Aerial view circa fourteenth century of Cambridge University
Aerial view of Cambridge lands, circa 1690.
Illustration of the Corpus Christi College
Corpus Christi College

Following the English Reformation, Cambridge was a hotbed of religious controversy. Its Colleges each had their own culture and religious leanings; there were Catholic/Protestant tensions, as well as Protestant schisms. 

William Perkins engraving
William Perkins (1558-1602)

Cambridge was home to controversial public figures, including William Perkins, an extreme Calvinist preacher who earned his Bachelor’s in 1581, and was elected a fellow of Christ’s College in 1584. He was famous for his Puritanical sermons, and his success at the University stoked anti-Calvinist sentiment across the country.
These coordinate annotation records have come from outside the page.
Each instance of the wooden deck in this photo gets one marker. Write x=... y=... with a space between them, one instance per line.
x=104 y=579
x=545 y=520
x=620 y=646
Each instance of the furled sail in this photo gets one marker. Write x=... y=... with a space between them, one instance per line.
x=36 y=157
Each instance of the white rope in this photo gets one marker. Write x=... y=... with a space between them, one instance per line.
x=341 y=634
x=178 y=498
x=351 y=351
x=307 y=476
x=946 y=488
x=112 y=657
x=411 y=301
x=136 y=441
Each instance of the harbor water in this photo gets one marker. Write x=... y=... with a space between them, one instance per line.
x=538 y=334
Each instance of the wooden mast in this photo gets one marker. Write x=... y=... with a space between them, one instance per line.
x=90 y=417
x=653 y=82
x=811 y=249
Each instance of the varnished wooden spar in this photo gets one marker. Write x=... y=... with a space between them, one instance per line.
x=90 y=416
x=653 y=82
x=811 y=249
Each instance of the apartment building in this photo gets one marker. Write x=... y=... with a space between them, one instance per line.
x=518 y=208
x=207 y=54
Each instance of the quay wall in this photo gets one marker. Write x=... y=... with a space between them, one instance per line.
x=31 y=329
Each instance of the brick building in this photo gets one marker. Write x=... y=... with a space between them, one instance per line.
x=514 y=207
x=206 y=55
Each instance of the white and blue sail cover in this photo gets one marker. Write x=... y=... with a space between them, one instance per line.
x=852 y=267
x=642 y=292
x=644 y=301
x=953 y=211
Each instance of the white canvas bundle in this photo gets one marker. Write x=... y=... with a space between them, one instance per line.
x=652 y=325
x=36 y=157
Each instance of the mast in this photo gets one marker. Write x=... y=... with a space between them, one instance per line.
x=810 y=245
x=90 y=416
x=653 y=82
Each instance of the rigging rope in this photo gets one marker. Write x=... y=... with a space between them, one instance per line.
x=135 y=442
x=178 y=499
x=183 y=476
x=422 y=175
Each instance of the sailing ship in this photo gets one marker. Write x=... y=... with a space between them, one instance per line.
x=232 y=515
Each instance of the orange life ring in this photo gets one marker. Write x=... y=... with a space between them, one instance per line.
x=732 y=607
This site’s central figure, Christopher Marlowe, attended Cambridge on a “poor boy’s” scholarship, entering Corpus Christi College in December 1580. Although Marlowe’s personal religious views remain ambiguous, no doubt he was exposed to much of the religious debate at the University. Marlowe earned his Bachelor’s in 1584, and after a leave of absence submitted his application for his graduate degree in 1587. It is unclear what Marlowe was up to during his leave of absence, but there is speculation he worked as a Spy for the Queen’s Privy Council in France during these years.

University of Douai illustration
University of Douai

Marlowe returned to Cambridge but he was not received warmly. He was charged by his College on counts of disorderly conduct, and more seriously on charges grounded in suspicions that he left “Cambridge for the University of Douai for good.” The University of Douai was a Catholic institution and the center of many plots against Queen Elizabeth. Marlowe presented a letter of amnesty from the Privy Council, and the University grudgingly obliged him with a graduate degree.

Today the University of Cambridge is home to 31 colleges yet retains its medieval feel in the architecture of the old colleges and parts of the town.